You know, I often tell folks I can walk out of my office and within five minutes, drive or walk, I can be at a synagogue, a temple, a mosque, any one of 53 different Protestant or Catholic denominations, an Orthodox -- you name it, a temple. You name it and you can be there. And you will find every variation of humankind in these places all getting along. It's the beauty of America. It's a beauty that will not be lost to the rest of the world, even while our policies may be criticized on any particular day, the beauty and value and strength of America will ultimately shine through.
MODERATOR: Just one more. What can we all do -- (laughter) -- what can we all do to build freedom, opportunity, prosperity and civil society in the Middle East?
A PARTICIPANT: (Inaudible.)
SECRETARY POWELL: Let me see the rest of this. (Laughter.)
The most important thing to do is to end the conflict between Israel and the Palestinians. A new government is now coming into Israel as a result of Prime Minister Sharon's win. I spoke to the Prime Minister day before yesterday. He's hard at work now forming his government.
And I hope that when this government is formed we can then get the political season behind us, and using the roadmap and other tools that we have, see if we can start to develop some level of trust between the two sides again, and see if we can impress upon the Palestinian leadership, the Palestinian people, that this is the time to end the terror, end the violence. They will never have a state as long as they are using violence as the means to get that state. Terrorism is not the way to get a state that will live side by side in peace with another state.
On the Israeli side, the Prime Minister and I have had many discussions over the past two years about the sacrifices and the things that Israel will have to do to move toward a settlement. President Bush is prepared to engage even more deeply than he has over these past two years, and he has been engaged deeply over the past two years, as have I and all of my colleagues.
But there are other, more fundamental problems that will have to be dealt with in the Middle East which is the essence of the question. And we have been in candid conversations with our Arab friends about the need to begin examining your institutions. Can you truly keep women from getting the education they need and from becoming a part of a vibrant society?
Is there a need for greater tolerance? Is there a need to look at your educational systems to see whether or not you are educating your children in a way that will make them contributing members of your economy and your society in the years ahead?
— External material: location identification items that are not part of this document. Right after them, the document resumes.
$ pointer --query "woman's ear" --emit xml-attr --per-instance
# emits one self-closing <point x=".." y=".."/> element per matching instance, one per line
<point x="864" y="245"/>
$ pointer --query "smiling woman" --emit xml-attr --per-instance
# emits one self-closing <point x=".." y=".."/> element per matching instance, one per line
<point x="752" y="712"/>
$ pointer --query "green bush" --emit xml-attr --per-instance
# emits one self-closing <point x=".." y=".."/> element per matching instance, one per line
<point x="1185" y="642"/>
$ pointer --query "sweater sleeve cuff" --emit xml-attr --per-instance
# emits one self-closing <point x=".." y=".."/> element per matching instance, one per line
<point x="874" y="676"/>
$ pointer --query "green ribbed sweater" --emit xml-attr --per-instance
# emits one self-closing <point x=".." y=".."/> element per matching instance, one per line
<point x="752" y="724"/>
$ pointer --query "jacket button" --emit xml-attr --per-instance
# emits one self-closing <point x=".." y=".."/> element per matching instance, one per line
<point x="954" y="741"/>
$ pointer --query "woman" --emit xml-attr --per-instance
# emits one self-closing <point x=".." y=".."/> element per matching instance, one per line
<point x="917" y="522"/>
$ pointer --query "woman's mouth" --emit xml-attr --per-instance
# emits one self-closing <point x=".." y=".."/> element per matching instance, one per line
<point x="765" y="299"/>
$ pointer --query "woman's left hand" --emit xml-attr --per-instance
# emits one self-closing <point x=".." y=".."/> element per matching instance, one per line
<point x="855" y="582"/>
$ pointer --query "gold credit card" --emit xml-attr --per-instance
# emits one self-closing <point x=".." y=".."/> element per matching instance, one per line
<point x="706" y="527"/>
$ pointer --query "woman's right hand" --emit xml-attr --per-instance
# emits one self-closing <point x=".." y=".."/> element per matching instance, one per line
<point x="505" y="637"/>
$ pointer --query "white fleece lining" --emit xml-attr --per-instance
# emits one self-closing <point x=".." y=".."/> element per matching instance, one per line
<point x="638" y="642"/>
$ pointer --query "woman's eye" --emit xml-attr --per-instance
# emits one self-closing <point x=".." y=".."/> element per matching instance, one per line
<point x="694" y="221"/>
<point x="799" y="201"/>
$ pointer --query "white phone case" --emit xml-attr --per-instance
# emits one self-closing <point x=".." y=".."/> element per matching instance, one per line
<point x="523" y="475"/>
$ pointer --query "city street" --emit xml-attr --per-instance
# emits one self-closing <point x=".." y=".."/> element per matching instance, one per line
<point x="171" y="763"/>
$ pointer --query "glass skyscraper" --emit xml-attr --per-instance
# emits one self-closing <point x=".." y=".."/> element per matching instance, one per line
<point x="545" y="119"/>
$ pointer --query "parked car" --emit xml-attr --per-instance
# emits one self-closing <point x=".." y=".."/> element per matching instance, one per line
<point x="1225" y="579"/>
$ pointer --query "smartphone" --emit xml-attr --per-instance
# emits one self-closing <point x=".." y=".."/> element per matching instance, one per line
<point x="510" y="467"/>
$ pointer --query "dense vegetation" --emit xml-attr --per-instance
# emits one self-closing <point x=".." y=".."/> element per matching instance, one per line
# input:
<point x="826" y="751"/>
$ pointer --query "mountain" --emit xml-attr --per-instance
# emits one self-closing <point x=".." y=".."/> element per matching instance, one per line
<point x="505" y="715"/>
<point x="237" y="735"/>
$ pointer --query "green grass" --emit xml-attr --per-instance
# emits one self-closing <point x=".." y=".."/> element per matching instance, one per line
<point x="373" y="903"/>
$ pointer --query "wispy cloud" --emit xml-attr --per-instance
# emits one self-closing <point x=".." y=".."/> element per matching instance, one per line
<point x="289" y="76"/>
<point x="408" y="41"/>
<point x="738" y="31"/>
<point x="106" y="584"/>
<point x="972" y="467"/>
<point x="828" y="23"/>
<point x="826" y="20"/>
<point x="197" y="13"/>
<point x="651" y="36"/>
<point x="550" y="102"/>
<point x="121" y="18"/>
And it is presumptuous for us to go to any Arab state and say, "You ought to look like America with our Jeffersonian system of democracy. They have been states for far longer than we have. But I believe strongly, and we say this to them, that in the 21st century, it is time to take a look at where you are heading as a state and begin to adapt your institutions in a way that will provide a brighter future for your young people.
Some of them have started to move in that direction. Others are still examining what they might do. We have launched a number of programs to help. The Middle East Partnership Initiative, which I launched not too long ago, will help in their schools, will help in exchange programs, will help in teaching their teachers other ways to educate youngsters for the 21st century.
So I think those are the sorts of things we have to be working on. But first and foremost, we have to put our utmost attention to finding a solution of the crisis between Israel and the Palestinians.
Thank you all very, very much. Enjoy the rest of your conference.